Albert II
16th century portrait of duke Albert II by Anton Boys
Duke of Austria and Styria
Reign13 January 1330 – 16 August 1358
PredecessorFrederick the Fair
SuccessorRudolf IV
Duke of Carinthia
Reign2 April 1335 – 16 August 1358
PredecessorHenry of Bohemia
SuccessorRudolf IV
Born12 December 1298
Habsburg Castle, Swabia
Died16 August 1358(1358-08-16) (aged 59)
Vienna, Austria
SpouseJohanna of Pfirt
IssueRudolf IV, Duke of Austria
Frederick III of Austria
Albert III, Duke of Austria
Leopold III, Duke of Austria
HouseHouse of Habsburg
FatherAlbert I of Germany
MotherElizabeth of Carinthia

Albert II (12 December 1298[dubiousdiscuss] – 16 August 1358), known as the Wise or the Lame, a member of the House of Habsburg, was duke of Austria and Styria from 1330, as well as duke of Carinthia and margrave of Carniola from 1335 until his death.

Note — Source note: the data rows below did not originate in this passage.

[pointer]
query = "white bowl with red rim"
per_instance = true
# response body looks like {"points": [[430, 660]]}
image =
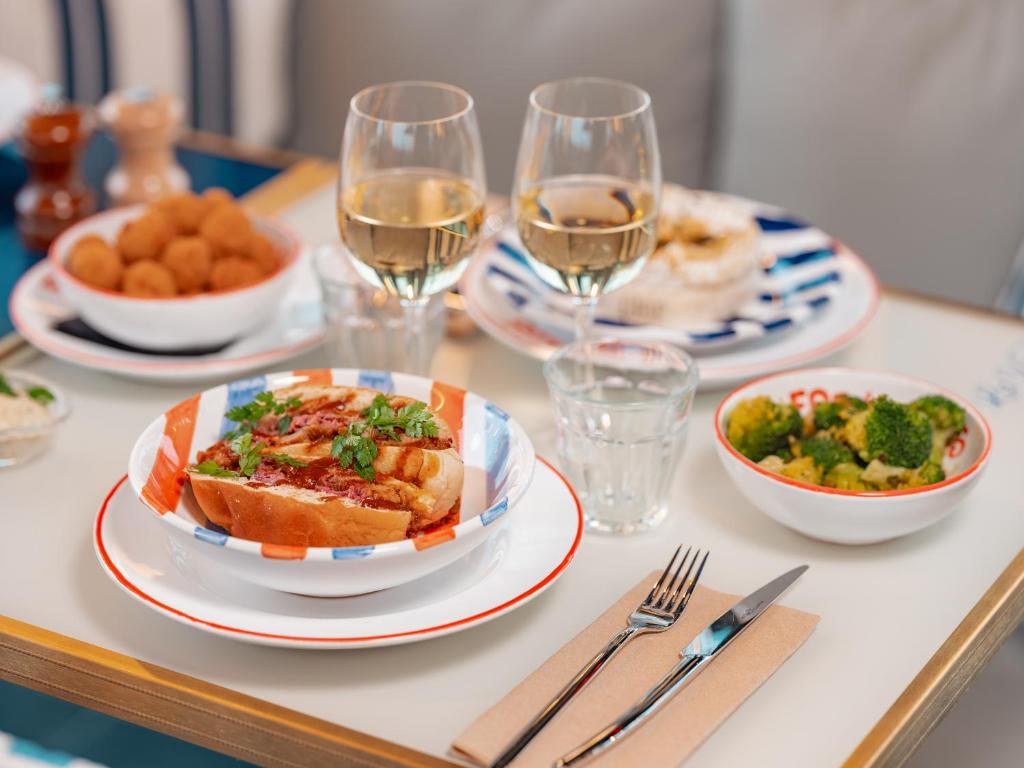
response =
{"points": [[498, 459], [853, 516], [201, 321]]}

Albert II was born at Habsburg Castle in Swabia, a younger son of King Albert I of Germany and his wife Elizabeth of Carinthia,[1] a member of the House of Gorizia (Meinhardiner). He initially prepared for an ecclesiastical career and, though still a minor, was elected Bishop of Passau in 1313. However, he had to rival with an opposing candidate and finally renounced the office in 1317.

After the death of their elder brother Frederick the Fair in 1330, the surviving sons Albert II and Otto the Merry became joint rulers of all Habsburg dominions in Austria and Styria. Albert was able to further increase his possessions by the inheritance of his wife Joanna of Pfirt, which was made up of the Alsatian county of Pfirt and several cities. Furthermore, upon the death of his maternal uncle Duke Henry of Carinthia in 1335, Albert succeeded in establishing his claims on the Duchy of Carinthia and the March of Carniola, when he reached his enfeoffment by Emperor Louis IV against the claims raised by his mighty Luxembourg rival King John of Bohemia.

Reflecting his high reputation among the secular and church leaders of Europe, in 1335 Pope Benedict XII asked him to mediate in the church's conflict with Emperor Louis. Two years later, King Philip VI of France 1337 asked him for help against the Wittelsbach emperor and King Edward III of England. Nevertheless, Albert remained faithful to the emperor until Louis' death in 1347; he also was a close ally of his son Duke Louis V of Bavaria. After the demolition of Rapperswil Castle by the forces of Rudolf Brun in 1350, the Austrian duke marched against the Swiss Confederacy and laid siege to the city of Zürich, though to no avail.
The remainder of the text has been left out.